# String Elemente bzw. Buchstaben miteinander vertauschen?



## stockhausen (27. Mai 2010)

Hallo Zusammen,

ich habe keine Idee, wie ich ein Methode schreiben muss, der einen beliebigen String einliest und die einzelnen Buchstaben miteinander vertauscht! 

String str = "abc";

Die Methode soll folgendes ausgeben: cab oder acb

Hat jemand eine Idee, wie ich mein Vorhaben realisieren kann?

Grüße,
Michael


----------



## Schandro (27. Mai 2010)

Eine Möglichkeit:

```
public static String shuffleString(String s){
		StringBuilder src = new StringBuilder(s);
		StringBuilder result = new StringBuilder();
		while(src.length()>0){
			int randomIndex = (int) (Math.random()*src.length());
			result.append(src.charAt(randomIndex));
			src.delete(randomIndex, randomIndex+1);
		}
		return result.toString();
	}
```


----------



## Antoras (27. Mai 2010)

Du hast eine sehr ungenaue Beschreibung deines Vorhabens abgegeben, da kann man dir schwer weiterhelfen.

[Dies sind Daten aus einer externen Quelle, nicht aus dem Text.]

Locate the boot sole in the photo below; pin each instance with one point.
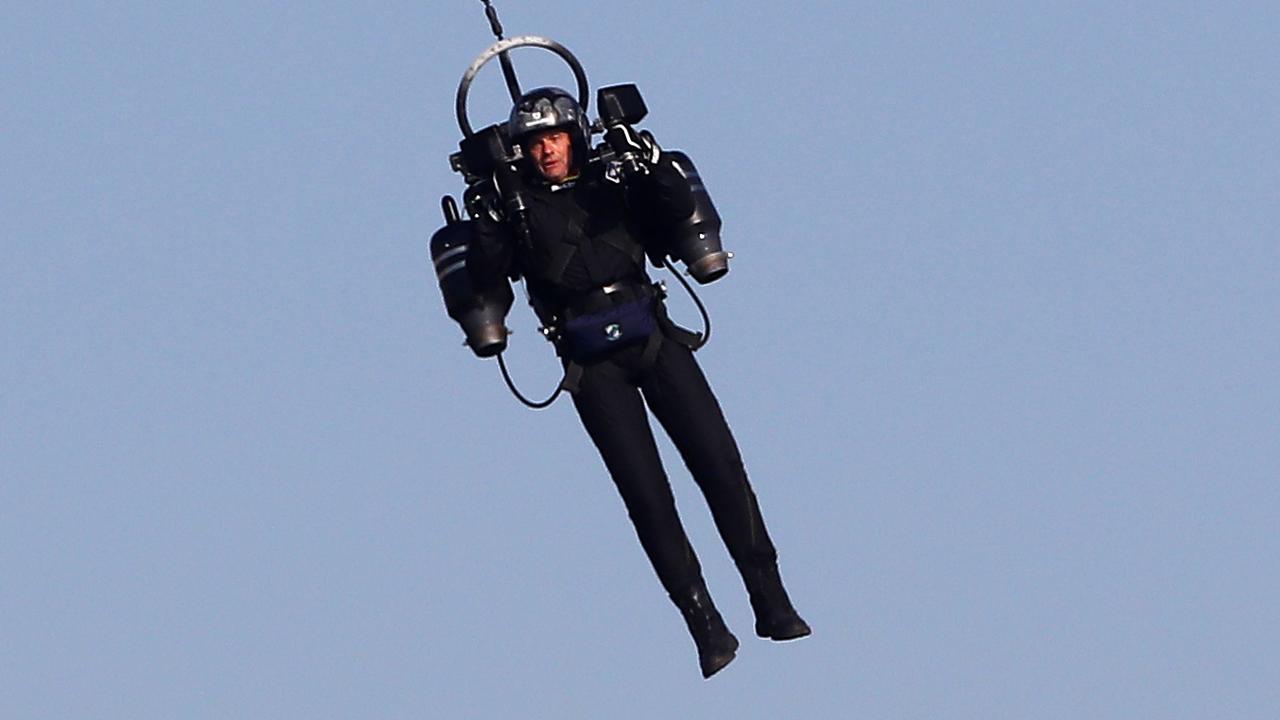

> Die Methode soll folgendes ausgeben: cab oder acb


Warum gerade diese beiden? Es gibt insgesamt sechs Kombinationen: abc, acb, bac, bca, cab, cba.

Da aber abc ja der eingelesene String ist entfällt die erste Möglichkeit.

Genaugenomen gibt es dann 
	
	
	
	





```
3! - 1 = 5
```
 Kombinationen (! = Fakultät). Bei eines String mit 4 Zeichen wären es schon 
	
	
	
	





```
4! - 1 = 23
```
 und bei 5 Zeichen 119. Du siehst: Die Anzahl deiner möglichen Kombinationen steigt exponentiell an.

Es gibt natürlich noch ein paar Einschränkungen: Dürfen die Buchstaben mehr als einmal an einer Position im String stehen? Was ist wenn mehrere gleiche Buchstaben vorhanden sind?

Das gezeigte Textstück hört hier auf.